7. The other submission made by the learned counsel for the assessee is also equally convincing. The penalty has been levied not because the assessee has concealed the particulars of income. It also cannot be validly said that the assessee has furnished any inaccurate particulars of its income. The only default on the part of the assessee is that it has not paid tax at maximum marginal rate as required by the new provisions of section 161 (1A) introduced with effect from A. Y. 1985-86. The assessee paid tax in the hands of the beneficiaries who had included their respective share income in their personal returns as they have been doing in the past. The only default on the part of the trustees was that the higher amount of tax by applying the maximum marginal rate of tax was not paid. It has nowhere been found that the assessee has concealed the particulars of income or furnished inaccurate particulars of income. The only charge which can be established on the facts of the present case is that the assessee although made a true and full disclosure of its income, but did not pay tax at maximum marginal rate as required by the amended provisions. The provisions of section 271 (1)(c) covers within its ambit only the following types of defaults :-

(a) Where the assessee has concealed the particulars of his income.
(b) Where the assessee has furnished inaccurate particulars of such income.
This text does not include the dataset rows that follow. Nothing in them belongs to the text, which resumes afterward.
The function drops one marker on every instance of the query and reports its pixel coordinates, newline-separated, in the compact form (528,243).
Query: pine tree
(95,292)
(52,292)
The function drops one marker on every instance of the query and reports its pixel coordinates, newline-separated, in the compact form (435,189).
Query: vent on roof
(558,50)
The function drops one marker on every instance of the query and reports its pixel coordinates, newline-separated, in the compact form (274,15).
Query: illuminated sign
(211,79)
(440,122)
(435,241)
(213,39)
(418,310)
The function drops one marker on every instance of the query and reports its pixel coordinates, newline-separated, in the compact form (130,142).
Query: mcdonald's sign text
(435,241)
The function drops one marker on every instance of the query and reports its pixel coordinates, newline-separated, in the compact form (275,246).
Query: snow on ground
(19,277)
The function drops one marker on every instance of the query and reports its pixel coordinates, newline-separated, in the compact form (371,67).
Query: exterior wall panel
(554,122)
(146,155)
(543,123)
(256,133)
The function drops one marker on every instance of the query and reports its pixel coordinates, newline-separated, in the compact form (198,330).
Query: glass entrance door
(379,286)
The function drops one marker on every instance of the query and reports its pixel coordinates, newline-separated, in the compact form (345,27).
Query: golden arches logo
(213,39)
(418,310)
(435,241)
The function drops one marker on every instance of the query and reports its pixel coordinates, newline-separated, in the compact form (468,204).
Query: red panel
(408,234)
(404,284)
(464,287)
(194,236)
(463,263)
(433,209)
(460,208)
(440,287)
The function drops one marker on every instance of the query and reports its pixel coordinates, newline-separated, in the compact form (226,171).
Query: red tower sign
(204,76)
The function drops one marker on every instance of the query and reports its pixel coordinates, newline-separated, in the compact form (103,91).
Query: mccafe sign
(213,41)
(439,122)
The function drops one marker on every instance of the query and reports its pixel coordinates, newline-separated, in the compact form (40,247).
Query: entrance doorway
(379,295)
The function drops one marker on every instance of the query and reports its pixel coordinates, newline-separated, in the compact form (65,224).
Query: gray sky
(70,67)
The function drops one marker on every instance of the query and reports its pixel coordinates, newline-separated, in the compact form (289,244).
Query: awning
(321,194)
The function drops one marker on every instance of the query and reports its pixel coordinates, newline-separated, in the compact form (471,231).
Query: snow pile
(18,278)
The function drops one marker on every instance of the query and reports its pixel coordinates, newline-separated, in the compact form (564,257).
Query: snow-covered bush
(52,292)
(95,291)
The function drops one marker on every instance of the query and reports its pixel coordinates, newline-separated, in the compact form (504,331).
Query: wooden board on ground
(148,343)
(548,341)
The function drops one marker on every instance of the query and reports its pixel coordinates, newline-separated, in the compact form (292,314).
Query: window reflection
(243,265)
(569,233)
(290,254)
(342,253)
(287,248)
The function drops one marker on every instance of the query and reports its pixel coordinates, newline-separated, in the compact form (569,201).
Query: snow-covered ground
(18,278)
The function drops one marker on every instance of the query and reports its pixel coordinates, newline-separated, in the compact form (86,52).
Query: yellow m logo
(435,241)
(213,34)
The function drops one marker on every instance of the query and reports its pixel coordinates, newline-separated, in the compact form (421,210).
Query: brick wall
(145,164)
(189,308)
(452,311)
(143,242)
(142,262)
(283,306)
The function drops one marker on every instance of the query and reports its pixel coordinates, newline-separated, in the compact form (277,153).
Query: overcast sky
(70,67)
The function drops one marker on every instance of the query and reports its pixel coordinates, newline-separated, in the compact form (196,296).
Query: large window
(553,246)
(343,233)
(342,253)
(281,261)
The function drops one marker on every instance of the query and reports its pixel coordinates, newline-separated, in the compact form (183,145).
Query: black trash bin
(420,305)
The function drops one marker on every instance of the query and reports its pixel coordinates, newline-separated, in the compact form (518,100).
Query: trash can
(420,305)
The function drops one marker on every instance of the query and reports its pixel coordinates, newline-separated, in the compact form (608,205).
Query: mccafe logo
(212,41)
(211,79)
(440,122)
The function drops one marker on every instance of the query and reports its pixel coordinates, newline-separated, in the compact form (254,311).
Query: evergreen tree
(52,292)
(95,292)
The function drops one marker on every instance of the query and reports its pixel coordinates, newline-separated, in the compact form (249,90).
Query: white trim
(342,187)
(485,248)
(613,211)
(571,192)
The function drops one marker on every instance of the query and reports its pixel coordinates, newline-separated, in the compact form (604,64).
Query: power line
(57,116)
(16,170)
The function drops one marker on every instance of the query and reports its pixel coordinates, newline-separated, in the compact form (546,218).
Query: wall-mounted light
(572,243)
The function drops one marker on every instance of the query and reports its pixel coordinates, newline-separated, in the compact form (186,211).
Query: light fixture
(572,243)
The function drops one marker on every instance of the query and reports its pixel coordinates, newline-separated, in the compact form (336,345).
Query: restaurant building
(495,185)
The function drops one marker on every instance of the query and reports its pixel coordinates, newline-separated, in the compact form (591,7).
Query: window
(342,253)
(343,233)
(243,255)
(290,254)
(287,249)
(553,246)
The various explanations appearing below section 271 (1)(c) which contain deeming provisions only provides that where the assessee fails to offer an explanation or an explanation which is found to be false or where the assessee is not able to substantiate his explanation or fails to prove that such an explanation is bona fide, the amount added or disallowed in computing the total income of such person shall be deemed to represent the income in respect of which particulars have been concealed. Thus, penalty u/s. 271 (1)(c) can be levied only in cases where the assessee has failed to make a true and full disclosure of income or has furnished inaccurate particulars of income but the said provision cannot be validly invoked in a case where the assessee's default consist only of not paying the tax at the appropriate rate and more so when the assessee was bona fidely ignorant about the newly inserted provision of law providing for levy of a different rate of tax as compared to the rate of tax leviable in the earlier years.

8. In view of the aforesaid facts and discussions, I am of the considered opinion that the Dy. CIT (A) has rightly cancelled the penalty levied on the assessee. The revenue's appeal, has no merit.

9. In the result, the appeal is dismissed.